Echo characteristics

The global information of the target such as size can be reflected in the narrowband waveform to some extent, and the features extracted based on the narrowband echo can be used for the “rough” classification of target type or number. The amplitude and phase of radar echo signals can reflect the comprehensive information of the target, and the frequency, time width, bandwidth, and signal form of the echo reflect the type of radiation source [28].

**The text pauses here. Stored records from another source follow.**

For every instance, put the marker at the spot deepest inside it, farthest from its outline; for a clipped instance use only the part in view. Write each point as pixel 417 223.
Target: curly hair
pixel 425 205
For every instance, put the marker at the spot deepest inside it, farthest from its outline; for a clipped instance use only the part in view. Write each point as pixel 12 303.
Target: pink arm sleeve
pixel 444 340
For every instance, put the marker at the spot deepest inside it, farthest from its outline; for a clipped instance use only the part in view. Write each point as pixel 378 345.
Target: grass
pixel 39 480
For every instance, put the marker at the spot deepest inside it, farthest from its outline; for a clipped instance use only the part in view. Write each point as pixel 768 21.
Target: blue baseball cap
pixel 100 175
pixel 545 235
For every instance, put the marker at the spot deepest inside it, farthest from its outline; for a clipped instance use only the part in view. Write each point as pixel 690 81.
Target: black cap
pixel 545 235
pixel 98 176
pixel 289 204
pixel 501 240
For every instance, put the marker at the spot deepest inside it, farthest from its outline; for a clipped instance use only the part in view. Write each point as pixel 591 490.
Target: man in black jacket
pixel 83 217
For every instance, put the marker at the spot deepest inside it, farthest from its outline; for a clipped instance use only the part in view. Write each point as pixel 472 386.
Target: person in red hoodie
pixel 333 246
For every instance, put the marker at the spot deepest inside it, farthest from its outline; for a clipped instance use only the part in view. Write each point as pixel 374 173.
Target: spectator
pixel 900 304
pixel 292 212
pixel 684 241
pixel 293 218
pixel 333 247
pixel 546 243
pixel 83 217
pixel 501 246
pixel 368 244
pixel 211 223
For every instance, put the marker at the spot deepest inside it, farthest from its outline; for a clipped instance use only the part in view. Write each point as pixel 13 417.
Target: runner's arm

For air targets, which can be regarded as point targets for low-resolution radars, the amplitude and phase of the target echo will vary with the relative attitude of the target to the radar during its movement. According to the changing process of the echo amplitude and phase, the shape of the target can be determined, and the movement of the target can be further determined by analyzing complex information [29].

(3) 

RCS characteristics

Early research on radar target characteristics focuses on the RCS of the target. The statistical characteristics of the RCS can reflect the backscattering ability of the target to a certain degree, which is related to the size, shape, and material of the target and the frequency band of the radar [30]. Generally, the position, dispersion, distribution, and transformation features are extracted from the RCS sequence.

RCSs with different times, frequencies, polarization, and angles contain different target information [31]. For instance, the attitudes of space targets moving along the orbit change constantly with respect to the radar’s line of sight (LOS), and the RCS value changing with the LOS is obtained, in which the change rule will reflect the physical and structural characteristics of targets. The RCS characteristics of the target that can be extracted mainly include the RCS sequence, RCS mean value, variance, extreme value, and statistical distribution, which can be used for “rough” size differentiation and attitude stability discrimination.

(4) 

Modulation spectrum characteristics

The periodic motion of dynamic targets, such as the propellers of aircraft, the rotating blades of jet engines, the rotors of helicopters, and other rotating parts, will produce periodic modulation of the radar echo. The periodic modulation spectrum of different targets varies greatly, so taking full advantage of this property is beneficial to target recognition. The motion modulation characteristics of the rotating component have nothing to do with the attitude of the target and the working state of the radar, which are stable characteristics for recognition. Bell et al. [32] analyzed the phenomenon of jet engine modulation (JEM) in detail and established corresponding mathematical models, which lays a theoretical foundation for RATR using JEM features.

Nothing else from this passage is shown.